In the previous 8 parts of our series about AWS Lambda SnapStart, we measured the cold starts of Lambda functions with Java 11 and 17 runtime first without and with enabling SnapStart, and also applying various optimization techniques like priming when using SnapStart. You can refer to the cold start times measured with GraalVM Native Image. Current measurements reveal that the fastest cold start times can be achieved with GraalVM Native Image, followed by SnapStart with priming (in case you can apply such optimization for your use case, for example, when you’re using DynamoDB as your database of choice), followed by SnapStart without any optimizations. Of course, the slowest cold start times you will experience are without using GraalVM Native Image and SnapStart. See the summarized measurements in my previous articles of this series or in one of my presentations, like this one.

In this article, I’d like to share some thoughts on how AWS can further improve its offering around reducing cold starts on AWS Lambda with Java Runtime, and also improve the developer experience.

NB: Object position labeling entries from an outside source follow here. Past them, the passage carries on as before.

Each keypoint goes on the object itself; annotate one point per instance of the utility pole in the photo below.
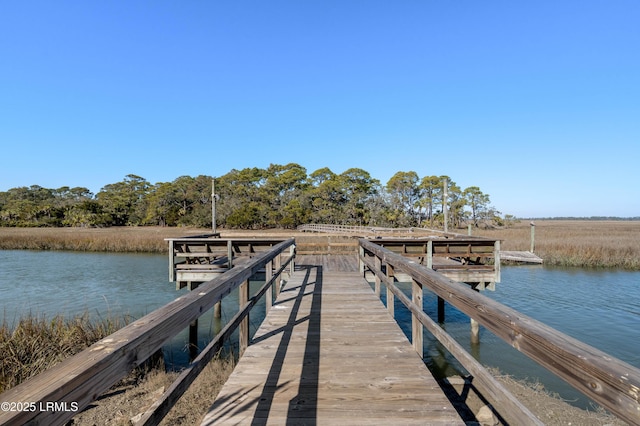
(444, 206)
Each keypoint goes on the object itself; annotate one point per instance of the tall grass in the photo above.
(117, 239)
(36, 343)
(582, 243)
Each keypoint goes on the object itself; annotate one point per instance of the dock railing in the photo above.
(608, 381)
(77, 381)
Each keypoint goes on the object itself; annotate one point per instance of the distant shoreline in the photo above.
(584, 243)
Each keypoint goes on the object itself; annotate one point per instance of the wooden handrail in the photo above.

Thoughts on how AWS can further improve its offering around reducing cold starts on AWS Lambda with Java Runtime

Let’s start with the potential improvements on the AWS SnapStart-enabled Lambda functions :

  • Now, as we have the correct snapshot restore numbers reported since the end of September 2023, we see that there is a big potential to reduce the time required for such a snapshot restore. I’m quite sure that AWS is already working on it.

  • Another potential improvement is in the area of how SnapStart is implemented. The snapshot is taken in the deployment phase, which currently takes a bit more than 2 minutes. As I first measured it, it took 2 minutes and 40 seconds, so there is already an improvement achieved there. I’d personally like to have the configurable option to take the Firecracker microVM snapshot on the first Lambda function invocation (instead of during the deployment phase). And as long as this operation takes place, the regular cold start should occur as if SnapStart had been disabled. With that, we trade off a quicker deployment time (which improves developer experience) and having slower cold starts for about 2 minutes after the first invocation after the Lambda function deployment. In such a scenario, the Firecracker microVM snapshot is fully created and ready to be restored, and the SnapStart becomes automatically re-enabled.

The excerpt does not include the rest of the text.